We now need to make a decision about whether Roman Histories are European or African, ideally we'd like them to be somewhere between the two, but we can't place them there in the Dewey Decimal system because between Europe and Africa is Asia, which has less to do with the Roman Empire than either Europe or Africa. Of course the fact that we've used a map provides a clue as to what to do next. Libraries are actually laid out on floors, so what if we were to use the spatial lay out to organise the sujbects of the books in two dimensions. Books on Geography could be laid out according to where in the world they are referring to.

Such complexities are very hard to encapsulate in one number, but inspired by the map examples we can start considering how we might lay out films in two dimensions. Similarly, we can consider laying out a map of people's interests. If the two maps correspond to one another, the map of people could reflect where they might want to live in 'subject space'. We can think of representing people's tastes as where they might best like to sit in the library to access easily the books they are most interested in.

Inner Products for Representing Similarity

Ideas like the above are good for gaining intuitions about what we might want, but the one of the skills of data science is representing those ideas mathematically. Mathematical abstraction of a problem is one of the key ways in which we've been able to progress as a society. Understanding planetary motions, as well as those of the smallest molecule (to quote Laplace's Philosophical Essay on Probabilities) needed to be done mathematically. The right mathematical model in machine learning can be slightly more elusive, because constructing it is a two stage process.

  1. We have to determine the right intuition for the system we want to represent. Notions such as 'subject' and 'interest' are not mathematically well defined, and even when we create a new interpretation of what they might mean, each interpretation may have its own weaknesses.

  2. Once we have our interpretation we can attempt to mathematically formalize it. In our library interpretation, that's what we need to do next.

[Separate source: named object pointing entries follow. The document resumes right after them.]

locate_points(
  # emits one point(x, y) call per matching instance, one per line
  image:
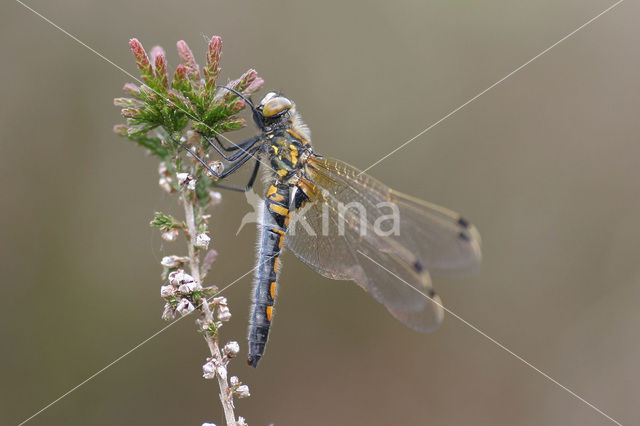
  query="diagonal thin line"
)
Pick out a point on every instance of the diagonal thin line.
point(500, 345)
point(118, 359)
point(76, 39)
point(494, 84)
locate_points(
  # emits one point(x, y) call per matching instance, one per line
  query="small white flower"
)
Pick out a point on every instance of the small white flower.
point(169, 313)
point(216, 166)
point(202, 240)
point(165, 184)
point(242, 391)
point(220, 300)
point(189, 288)
point(223, 313)
point(167, 291)
point(209, 370)
point(170, 235)
point(179, 277)
point(173, 261)
point(184, 307)
point(186, 180)
point(231, 349)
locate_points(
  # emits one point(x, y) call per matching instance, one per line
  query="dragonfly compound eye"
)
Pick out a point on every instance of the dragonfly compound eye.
point(276, 106)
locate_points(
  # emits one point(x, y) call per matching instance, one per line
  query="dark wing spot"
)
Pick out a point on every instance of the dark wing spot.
point(463, 222)
point(464, 236)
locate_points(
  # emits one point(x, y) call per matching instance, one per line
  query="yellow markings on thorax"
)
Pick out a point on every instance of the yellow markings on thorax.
point(283, 211)
point(269, 312)
point(272, 290)
point(309, 189)
point(297, 136)
point(273, 195)
point(294, 154)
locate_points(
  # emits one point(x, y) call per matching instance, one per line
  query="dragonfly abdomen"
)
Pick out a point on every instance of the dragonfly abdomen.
point(275, 220)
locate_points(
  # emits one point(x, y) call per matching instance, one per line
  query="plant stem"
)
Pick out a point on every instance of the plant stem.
point(226, 395)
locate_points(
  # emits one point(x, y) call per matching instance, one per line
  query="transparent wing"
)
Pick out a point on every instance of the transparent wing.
point(356, 228)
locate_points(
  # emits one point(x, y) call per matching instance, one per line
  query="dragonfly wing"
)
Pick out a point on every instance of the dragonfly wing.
point(356, 228)
point(381, 269)
point(445, 243)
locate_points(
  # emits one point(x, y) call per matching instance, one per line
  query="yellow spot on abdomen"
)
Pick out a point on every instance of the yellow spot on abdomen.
point(294, 154)
point(269, 312)
point(276, 197)
point(279, 209)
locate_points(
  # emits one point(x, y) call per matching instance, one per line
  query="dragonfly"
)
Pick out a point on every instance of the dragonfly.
point(342, 223)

The Library on an Infinite Plane

Let's imagine a library which stores all the items we are interested in, not just books, but films and shopping items too. Such a library is likely to be very large, so we'll create it on an infinite two dimensional plane. This means we can use all the real numbers to represent the location of each item on the plane. For a two dimensional plane, we need to store the locations in a vector of numbers: we can decide that the $j$th item's location in the library is given by $$ \mathbf{v}_j = \begin{bmatrix} v_{j,1} \\ v_{j,2}\end{bmatrix}, $$ where $v_{j,1}$ represents the $j$th item's location in the East-West direction (or the $x$-axis) and $v_{j,2}$ represents the $j$th item's location in the North-South direction (or the $y$-axis). Now we need to specify the location where each user sits so that all the items that interest them are nearby: we can also represent the $i$th user's location with a vector $$ \mathbf{u}_i = \begin{bmatrix} u_{i,1} \\ u_{i,2}\end{bmatrix}. $$ Finally, we need some way of recording a given user's affinity for a given item. This affinity might be the rating that the user gives the film. We can use $y_{i,j}$ to represent user $i$'s affinity for item $j$.

For our film example we might imagine wanting to order films in a few ways. We could imagine organising films in the North-South direction as to how romantic they are. We could place the more romantic films further North and the less romantic films further South. For the East-West direction we could imagine ordering them according to how historic they are: we can imagine placing science fiction films to the East and historical drama to the West. In this case, fans of historical romances would be based in the North-West location, whilst fans of Science Fiction Action films might be located in the South-East (if we assume that 'Action' is the opposite of 'Romance', which is not necessarily the case). How do we lay out all these films? Have we got the right axes? In machine learning the answer is to 'let the data speak'. Use the data to try and obtain such a lay out. To do this we first need to obtain the data.

Obtaining the Data [edit]

We are using a functionality of the Open Data Science software library to obtain the data. This functionality involves some prewritten code which distributes to each of you a google spreadsheet where you can rate movies that you've seen. For completeness the code follows. Try and read and understand the code, but don't run it! It has already been run centrally by me.

In [ ]:
import pods
import pandas as pd
import numpy as np
user_data = pd.DataFrame(index=movies.index, columns=['title', 'year', 'rating', 'prediction'])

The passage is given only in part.